Vision-encoder prediction of matrix reasoning parameters

Vision-encoder prediction of matrix reasoning parameters

In this section I share an early investigation of vision transformer encodings of matrix reasoning items and their relation to difficulty and discrimination. If I had to give a rationale for why I checked this, it’s that item parameters might depend on visual complexity and vision transformers might encode that.

However, I’m very empirical about these things and find it practical to check whether there is an effect before trying to explain it. In this case, we see that in the approaches described below, the vision transformers don’t seem to effectively encode features that drive difficulty and discrimination for matrix items.

Whether factors or components of raw VLM embeddings or similar matrices were used or embedding elements were used as predictors in machine learning models, effect sizes were small (.30 and under). I used one of the MITRE assessments, which only had 30 items, so this check was a bit underpowered and I will repeated it with more items soon.

You can see the code for this analysis showing all of the null results at this Github link and see the methods that were tried below.

Method 1. CLIP, embedding predictions of parameters

Embed with OpenAI CLIP and use predictor models including ridge, lasso, elastic net, random forest, gradient boosting, and XGBoost.

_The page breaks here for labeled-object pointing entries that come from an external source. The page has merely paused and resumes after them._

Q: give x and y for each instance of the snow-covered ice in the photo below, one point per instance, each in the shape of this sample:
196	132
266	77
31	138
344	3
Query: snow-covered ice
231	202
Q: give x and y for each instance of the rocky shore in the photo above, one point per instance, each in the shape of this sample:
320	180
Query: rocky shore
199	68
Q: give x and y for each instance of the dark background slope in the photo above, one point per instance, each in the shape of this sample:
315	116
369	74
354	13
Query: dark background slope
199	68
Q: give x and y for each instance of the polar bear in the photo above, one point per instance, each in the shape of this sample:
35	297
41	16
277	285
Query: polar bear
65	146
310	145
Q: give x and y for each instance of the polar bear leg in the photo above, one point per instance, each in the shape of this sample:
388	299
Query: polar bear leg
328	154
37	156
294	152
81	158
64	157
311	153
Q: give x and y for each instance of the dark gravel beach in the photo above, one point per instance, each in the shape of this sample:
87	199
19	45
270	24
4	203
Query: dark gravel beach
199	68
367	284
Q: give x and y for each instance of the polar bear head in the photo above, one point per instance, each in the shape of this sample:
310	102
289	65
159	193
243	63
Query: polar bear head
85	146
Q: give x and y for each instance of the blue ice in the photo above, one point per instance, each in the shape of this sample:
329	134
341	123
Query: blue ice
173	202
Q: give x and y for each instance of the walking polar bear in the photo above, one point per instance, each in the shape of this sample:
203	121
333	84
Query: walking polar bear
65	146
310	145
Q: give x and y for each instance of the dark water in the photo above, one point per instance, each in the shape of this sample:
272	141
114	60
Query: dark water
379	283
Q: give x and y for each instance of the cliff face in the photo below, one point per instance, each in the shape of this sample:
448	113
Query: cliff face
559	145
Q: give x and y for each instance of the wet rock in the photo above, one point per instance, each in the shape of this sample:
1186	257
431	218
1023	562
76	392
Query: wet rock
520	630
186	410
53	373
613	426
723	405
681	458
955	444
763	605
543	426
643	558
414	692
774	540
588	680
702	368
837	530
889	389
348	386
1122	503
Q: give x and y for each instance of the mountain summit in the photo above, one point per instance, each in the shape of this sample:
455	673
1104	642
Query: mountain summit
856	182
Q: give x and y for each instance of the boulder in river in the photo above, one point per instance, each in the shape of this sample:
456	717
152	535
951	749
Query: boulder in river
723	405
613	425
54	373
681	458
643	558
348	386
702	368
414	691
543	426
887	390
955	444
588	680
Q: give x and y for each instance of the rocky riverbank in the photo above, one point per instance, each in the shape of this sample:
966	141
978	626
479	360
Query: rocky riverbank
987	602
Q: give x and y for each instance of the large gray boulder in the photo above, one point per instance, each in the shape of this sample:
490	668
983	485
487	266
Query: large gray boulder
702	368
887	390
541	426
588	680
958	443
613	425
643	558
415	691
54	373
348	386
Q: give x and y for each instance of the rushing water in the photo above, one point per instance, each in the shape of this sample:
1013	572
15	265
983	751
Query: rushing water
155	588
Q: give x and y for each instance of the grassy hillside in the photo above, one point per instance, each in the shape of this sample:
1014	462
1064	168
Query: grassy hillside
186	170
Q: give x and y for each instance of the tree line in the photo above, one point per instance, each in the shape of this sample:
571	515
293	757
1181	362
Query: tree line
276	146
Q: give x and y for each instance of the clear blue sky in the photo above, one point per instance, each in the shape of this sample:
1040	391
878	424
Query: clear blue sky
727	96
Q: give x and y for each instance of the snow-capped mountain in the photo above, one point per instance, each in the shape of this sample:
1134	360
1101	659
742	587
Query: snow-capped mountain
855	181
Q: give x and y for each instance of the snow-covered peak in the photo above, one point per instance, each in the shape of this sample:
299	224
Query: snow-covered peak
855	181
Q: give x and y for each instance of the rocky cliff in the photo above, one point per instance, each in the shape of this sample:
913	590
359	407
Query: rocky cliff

Method 2. CLIP, factor correlations with parameters

Factor analyze raw CLIP embeddings and similarity matrix of embeddings, check correlations with difficulty and discrimination.

Method 3. DINO-v2, factor correlations with parameters

Repeat 2 with self supervised DINOv2 embeddings (not trained at image-text matching like CLIP so might perform better).

Method 4. Multimodal, Vision + LLMs, predictions of parameters

Multimodal, where the vision transformer encodes the image, use the LLM to describe it, and uses elements in factor analysis and as predictors.

Method 4 was not true multimodal, I embedded the image, described with the LLM, discarded the vision embedding and analysed the LLM embedding.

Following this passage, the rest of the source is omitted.